Tuesday, June 29, 2021

How to Stop Time by Matt Haig

 

How to Stop Time is a love story that’s riddled with way too much internal monologuing. Tom Hazard, the main character, thinks in such long-winded thoughts that I found myself rolling my eyes as I read. He also over thinks everything which is most likely a side effect of the fact that he’s over 400 years old.

Due to a rare disorder, Tom ages much more slowly than the average person and has lived many lifetimes when we meet him in the present day. Of course these lifetimes are corrupted by the sadness and pain from having fallen in love when he was just a young man, in a time where suspicions often lead to death. He's had to run and hide, leaving behind his love and losing her and his daughter to time.

Today, Tom’s a mess, pinning for a daughter that may or may not be alive while enduring the same ageless gift that has him existing within constant fear. As a member of the Albatross Society, Tom lives his life in eight year increments, moving on to a new place and inhabiting a new identity when each period is up.

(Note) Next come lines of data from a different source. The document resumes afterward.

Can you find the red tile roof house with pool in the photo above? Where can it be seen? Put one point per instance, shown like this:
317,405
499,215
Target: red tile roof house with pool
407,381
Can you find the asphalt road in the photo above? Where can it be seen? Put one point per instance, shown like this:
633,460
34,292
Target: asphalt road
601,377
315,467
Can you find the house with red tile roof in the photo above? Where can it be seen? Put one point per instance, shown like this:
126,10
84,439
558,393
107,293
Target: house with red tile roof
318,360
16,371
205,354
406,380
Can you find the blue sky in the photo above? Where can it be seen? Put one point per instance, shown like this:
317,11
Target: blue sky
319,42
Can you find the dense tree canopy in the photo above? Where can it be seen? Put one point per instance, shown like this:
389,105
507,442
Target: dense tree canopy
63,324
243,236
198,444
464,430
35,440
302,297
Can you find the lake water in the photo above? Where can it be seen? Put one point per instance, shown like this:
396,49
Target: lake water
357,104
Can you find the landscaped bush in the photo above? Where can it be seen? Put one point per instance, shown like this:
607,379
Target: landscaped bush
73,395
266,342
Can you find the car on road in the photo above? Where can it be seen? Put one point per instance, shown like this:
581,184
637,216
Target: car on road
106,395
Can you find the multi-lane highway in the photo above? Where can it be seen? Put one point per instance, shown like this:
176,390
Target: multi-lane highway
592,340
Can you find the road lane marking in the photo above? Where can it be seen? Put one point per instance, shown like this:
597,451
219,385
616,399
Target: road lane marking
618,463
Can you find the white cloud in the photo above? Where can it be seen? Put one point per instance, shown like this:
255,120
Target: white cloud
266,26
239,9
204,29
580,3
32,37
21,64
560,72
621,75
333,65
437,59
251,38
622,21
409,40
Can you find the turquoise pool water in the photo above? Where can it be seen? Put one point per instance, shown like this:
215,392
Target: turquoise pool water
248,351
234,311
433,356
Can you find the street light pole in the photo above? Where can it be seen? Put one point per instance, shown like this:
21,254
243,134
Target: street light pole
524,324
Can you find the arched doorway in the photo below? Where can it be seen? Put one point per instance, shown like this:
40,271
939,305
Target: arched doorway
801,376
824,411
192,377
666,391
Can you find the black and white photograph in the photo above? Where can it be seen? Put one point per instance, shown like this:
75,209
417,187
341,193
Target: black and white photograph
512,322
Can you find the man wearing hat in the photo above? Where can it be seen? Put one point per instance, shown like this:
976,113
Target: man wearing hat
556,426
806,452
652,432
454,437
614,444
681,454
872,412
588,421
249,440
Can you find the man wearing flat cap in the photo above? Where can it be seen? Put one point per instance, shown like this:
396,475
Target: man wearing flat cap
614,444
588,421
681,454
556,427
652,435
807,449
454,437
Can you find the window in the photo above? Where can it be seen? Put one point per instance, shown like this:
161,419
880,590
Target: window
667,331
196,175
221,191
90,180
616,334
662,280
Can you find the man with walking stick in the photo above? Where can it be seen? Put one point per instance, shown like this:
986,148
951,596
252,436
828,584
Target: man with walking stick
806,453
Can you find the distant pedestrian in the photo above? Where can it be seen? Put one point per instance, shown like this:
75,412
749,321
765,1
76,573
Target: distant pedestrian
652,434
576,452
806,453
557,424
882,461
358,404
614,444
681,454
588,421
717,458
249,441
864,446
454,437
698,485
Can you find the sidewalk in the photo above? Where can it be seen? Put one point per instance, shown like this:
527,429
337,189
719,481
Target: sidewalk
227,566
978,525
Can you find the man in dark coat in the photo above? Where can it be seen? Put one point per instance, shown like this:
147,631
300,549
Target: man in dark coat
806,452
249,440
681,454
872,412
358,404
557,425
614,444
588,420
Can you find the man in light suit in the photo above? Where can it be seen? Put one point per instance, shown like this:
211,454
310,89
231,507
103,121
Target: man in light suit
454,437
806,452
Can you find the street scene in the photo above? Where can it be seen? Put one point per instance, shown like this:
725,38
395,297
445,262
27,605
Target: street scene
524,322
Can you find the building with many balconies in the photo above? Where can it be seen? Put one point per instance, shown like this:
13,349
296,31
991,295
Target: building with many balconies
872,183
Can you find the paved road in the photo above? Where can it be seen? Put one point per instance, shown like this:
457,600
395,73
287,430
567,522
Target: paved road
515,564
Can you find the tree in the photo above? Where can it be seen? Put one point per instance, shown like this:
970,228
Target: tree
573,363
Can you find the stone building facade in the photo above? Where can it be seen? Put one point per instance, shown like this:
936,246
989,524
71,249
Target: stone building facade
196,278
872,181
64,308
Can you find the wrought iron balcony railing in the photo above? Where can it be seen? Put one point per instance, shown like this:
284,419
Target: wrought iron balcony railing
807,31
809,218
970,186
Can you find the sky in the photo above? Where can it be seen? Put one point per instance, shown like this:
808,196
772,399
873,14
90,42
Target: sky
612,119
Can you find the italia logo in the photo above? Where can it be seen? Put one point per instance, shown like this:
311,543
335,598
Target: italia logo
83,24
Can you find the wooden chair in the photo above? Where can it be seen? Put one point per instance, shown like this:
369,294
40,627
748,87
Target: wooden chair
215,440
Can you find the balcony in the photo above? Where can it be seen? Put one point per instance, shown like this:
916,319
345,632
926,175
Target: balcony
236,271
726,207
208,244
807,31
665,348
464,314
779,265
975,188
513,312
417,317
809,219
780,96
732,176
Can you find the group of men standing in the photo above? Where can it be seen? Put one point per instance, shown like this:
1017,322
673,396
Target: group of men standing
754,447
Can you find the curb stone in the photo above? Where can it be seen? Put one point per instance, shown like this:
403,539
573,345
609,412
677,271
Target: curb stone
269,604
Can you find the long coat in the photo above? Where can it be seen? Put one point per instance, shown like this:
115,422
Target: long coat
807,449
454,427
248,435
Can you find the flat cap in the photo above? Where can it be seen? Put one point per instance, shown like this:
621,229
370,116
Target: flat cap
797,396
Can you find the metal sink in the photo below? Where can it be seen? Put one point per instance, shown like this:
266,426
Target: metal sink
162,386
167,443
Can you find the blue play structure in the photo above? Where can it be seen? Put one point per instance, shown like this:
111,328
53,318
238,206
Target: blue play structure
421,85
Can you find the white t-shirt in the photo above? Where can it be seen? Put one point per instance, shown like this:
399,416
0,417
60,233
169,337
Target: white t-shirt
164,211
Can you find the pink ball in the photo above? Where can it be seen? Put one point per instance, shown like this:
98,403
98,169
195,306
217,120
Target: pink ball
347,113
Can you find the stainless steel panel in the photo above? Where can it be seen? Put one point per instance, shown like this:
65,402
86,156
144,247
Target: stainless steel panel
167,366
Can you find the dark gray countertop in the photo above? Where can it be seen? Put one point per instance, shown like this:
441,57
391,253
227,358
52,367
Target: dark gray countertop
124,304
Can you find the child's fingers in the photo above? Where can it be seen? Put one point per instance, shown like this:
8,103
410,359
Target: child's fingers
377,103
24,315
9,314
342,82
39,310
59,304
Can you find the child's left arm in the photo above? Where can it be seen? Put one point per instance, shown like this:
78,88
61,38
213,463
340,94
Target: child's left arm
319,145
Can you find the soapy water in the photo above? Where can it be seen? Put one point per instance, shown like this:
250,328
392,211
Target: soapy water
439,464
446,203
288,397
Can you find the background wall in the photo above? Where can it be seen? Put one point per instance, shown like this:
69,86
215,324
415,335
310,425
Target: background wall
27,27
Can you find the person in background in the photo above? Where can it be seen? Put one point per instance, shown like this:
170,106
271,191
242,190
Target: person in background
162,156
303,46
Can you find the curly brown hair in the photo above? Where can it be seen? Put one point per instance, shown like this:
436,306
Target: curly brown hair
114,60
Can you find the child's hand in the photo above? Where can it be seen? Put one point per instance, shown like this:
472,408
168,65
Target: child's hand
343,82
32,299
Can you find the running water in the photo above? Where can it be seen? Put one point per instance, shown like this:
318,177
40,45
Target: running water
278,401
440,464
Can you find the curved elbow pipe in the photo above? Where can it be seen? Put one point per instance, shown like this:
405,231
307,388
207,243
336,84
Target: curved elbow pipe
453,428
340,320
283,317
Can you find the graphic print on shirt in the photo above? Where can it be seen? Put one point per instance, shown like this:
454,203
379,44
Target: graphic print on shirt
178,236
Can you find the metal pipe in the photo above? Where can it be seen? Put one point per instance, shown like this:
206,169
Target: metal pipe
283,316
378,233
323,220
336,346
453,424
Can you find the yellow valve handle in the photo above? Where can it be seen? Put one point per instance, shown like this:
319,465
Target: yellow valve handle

All this comes with a price, and between each transition he must complete a task for the Society, who’s trying to recruit all the others like Tom. Those refusing to join, don’t always come to a natural end.

Right now, Tom is a history teacher in London, fighting off headaches and detailed reveries into his past where stories shift from sadness and pain to meeting people like Shakespeare and F. Scott Fitzgerald. He catalogues his great love and truly whines quite a bit. It all climaxes with an epiphany, a discovery, and a lot of philosophizing. There's also kind of a happy ending, but it’s not exciting. Tom may end the book hopeful, but he can’t shake his essence as a big 'ole downer.

I picked up this book because of The Midnight Library. I liked it and enjoyed Haig’s writing style, which is similar here, but it just doesn’t work for me. I never got into the characters and couldn’t tell what kind of book I was reading, so mixed were the signals. I’d recommend skipping this one, but trying Haig out by grabbing a copy of another one of his books.